Today I was speaking with Bob Howard about his trip this summer with others in our conference to Mozambique. He said that wherever you go there, if folks know you are a preacher, you are asked to preach. He preached several times in the bush, but he also preached in a church of 500 in Maputo. He told me about the choir sang that day and he remembered them singing "Ezekiel Saw the Wheel" and how well it was sung. So, I said, let me get this right: You heard a choir in Maputo United Methodist Church on the coast of Mozambique sing a slave spiritual, right? Yes, he said. I knew I needed to think a bit more about this and in fact did some research on the song and its meaning.
I gleaned from several internet sources that it is believed that this particular spiritual was often used as a code for slaves who were fleeing to freedom to illustrate the Underground Railroad. A wheel within a wheel was a good way to talk about the circuit of the Railroad and perhaps even to illustrate to one another what was known about that circuit.
I also learned that there are folks who believe that what Ezekiel saw was not really a vision from God but something else altogether as this t-shirt says:
And then there are those who think Ezekiel was on some hallucinogenic drug and that's why he saw this fantastic vision.It's really easier to go with one of these more bizarre explanation for Ezekiel's vision than to take it as the vision that it was.
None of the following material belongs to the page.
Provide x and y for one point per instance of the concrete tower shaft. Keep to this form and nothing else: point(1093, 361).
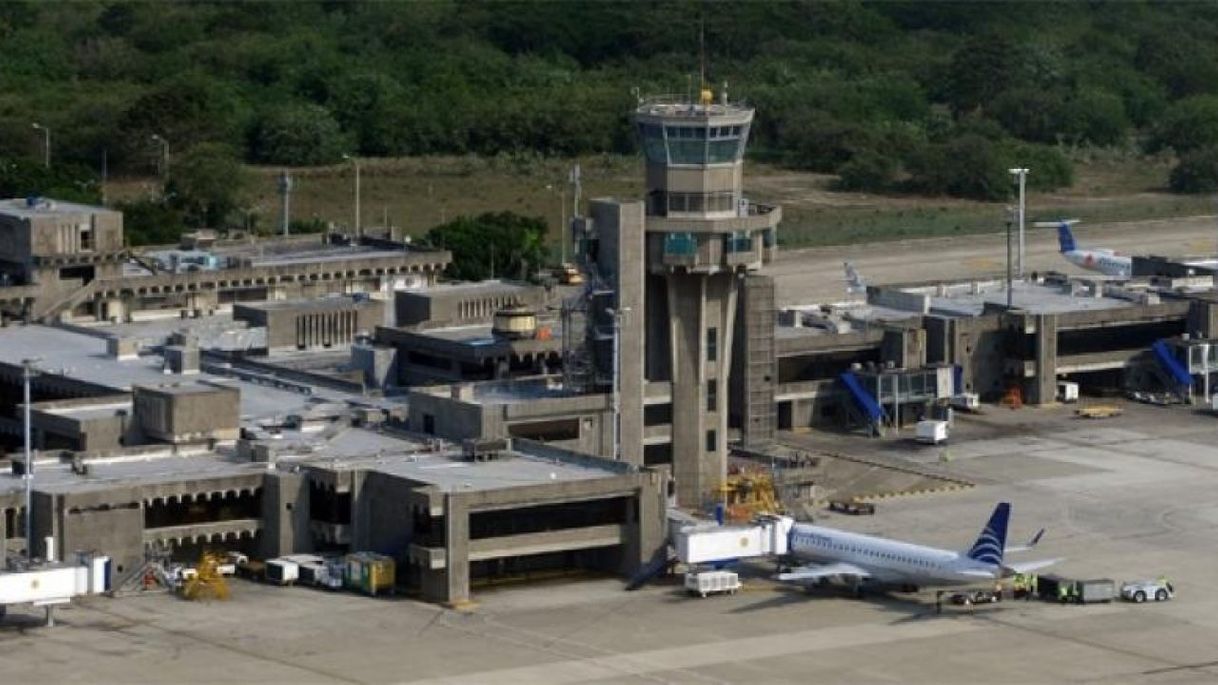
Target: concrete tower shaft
point(703, 235)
I am not going to give my interpretation here, but I have been thinking that between the slaves who originated this song, and those in Maputo who sang it the Sunday that Bob was there may have had some real resonance between them. The American slaves sang the song as a song of hope, of freedom, for a different life that could exist. Despite their slavery, they knew they were made for freedom. The Maputo choir, many members who could remember the terrible war that killed so many, most all having been effected by drought and other natural disasters, could sing this hope of freedom, and of moving forward, because they know they were made for freedom too.
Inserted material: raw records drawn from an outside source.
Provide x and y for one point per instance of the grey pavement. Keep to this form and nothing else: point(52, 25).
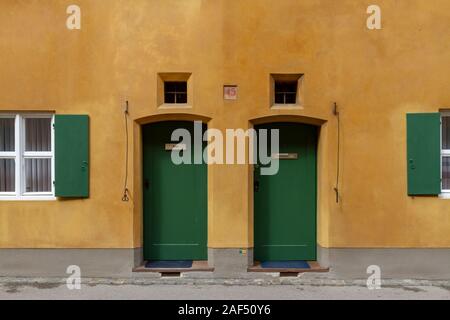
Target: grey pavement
point(241, 289)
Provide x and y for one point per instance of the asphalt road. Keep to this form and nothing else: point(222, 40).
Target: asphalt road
point(239, 292)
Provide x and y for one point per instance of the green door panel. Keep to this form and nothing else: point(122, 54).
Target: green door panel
point(72, 156)
point(285, 203)
point(175, 198)
point(423, 153)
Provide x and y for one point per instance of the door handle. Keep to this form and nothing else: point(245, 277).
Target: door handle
point(256, 185)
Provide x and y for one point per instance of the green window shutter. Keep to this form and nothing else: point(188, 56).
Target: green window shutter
point(424, 153)
point(72, 156)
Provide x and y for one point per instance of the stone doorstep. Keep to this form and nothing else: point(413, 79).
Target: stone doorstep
point(196, 267)
point(313, 267)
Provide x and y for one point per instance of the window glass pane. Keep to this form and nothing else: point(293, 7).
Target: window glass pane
point(285, 92)
point(38, 175)
point(175, 92)
point(7, 175)
point(37, 134)
point(446, 173)
point(181, 98)
point(279, 98)
point(445, 132)
point(290, 98)
point(169, 98)
point(7, 134)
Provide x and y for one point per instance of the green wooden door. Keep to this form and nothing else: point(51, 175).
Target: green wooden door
point(285, 203)
point(175, 198)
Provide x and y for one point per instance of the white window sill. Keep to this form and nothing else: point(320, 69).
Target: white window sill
point(27, 198)
point(287, 106)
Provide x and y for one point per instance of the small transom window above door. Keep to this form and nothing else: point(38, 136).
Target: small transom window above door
point(26, 156)
point(445, 153)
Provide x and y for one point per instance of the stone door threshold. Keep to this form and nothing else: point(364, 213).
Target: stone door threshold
point(196, 267)
point(313, 267)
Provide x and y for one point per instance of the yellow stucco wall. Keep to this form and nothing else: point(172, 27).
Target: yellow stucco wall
point(376, 77)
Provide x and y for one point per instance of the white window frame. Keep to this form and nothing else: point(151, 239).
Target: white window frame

I am not sure I can ever experience that same sense that the American slaves and the choir in Mozambique had/have, but on occasion, I wish I could have a vision, so fantastic, so wild, that people would still be talking about it 2500 years later. More importantly, I yearn for a vision that has so much the stamp of God on it, so full of a transcendent spirit that I cannot grasp its meaning. I want to live like another wild one, John the Baptist who wore strange clothes and ate strange food and faithfully preached a message of what was to come, allowing God to use him as the forerunner of Someone who yes, calls us to repent, but fulfills John's message not with sheer judgement but with unending grace.
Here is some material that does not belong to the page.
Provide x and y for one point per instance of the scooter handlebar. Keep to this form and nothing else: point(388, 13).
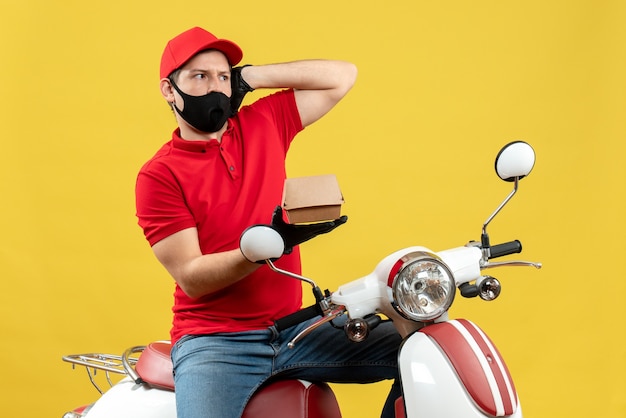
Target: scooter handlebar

However, the vision that I am called to live out right now is the work of resourcing churches who want to blossom, but who need help both believing the fact that they can and need the tools that will give them courage to blossom in the right direction; I am called to listen to pastors, most of them who really believe that they are not doing a very good job at the ministry, and who need someone to point out their gifts, yes, but who will help them name what is holding them back, and to bless their attempts, and to always let them know that, yes, there are areas where intentional work needs to happen and that they are already blessed and beloved by God and by me. I don't get those wild dreams like Ezekiel about wheels and moving parts and fantastic creatures; I don't get to go into the desert and wear camel hair and eat locusts, but I do get to pray, and grow in my own faith, and to speak the truth to pastors and congregations. That in itself often gives be wild days and wild nights. It also lets me experience hope for our church and to sense the freedom God gives us to be courageous in the midst of a nay-saying world. I guess I do know a thing or two about being bound in guilt and shame, too, and thank God I not only hope for redemption but it that it has come to be.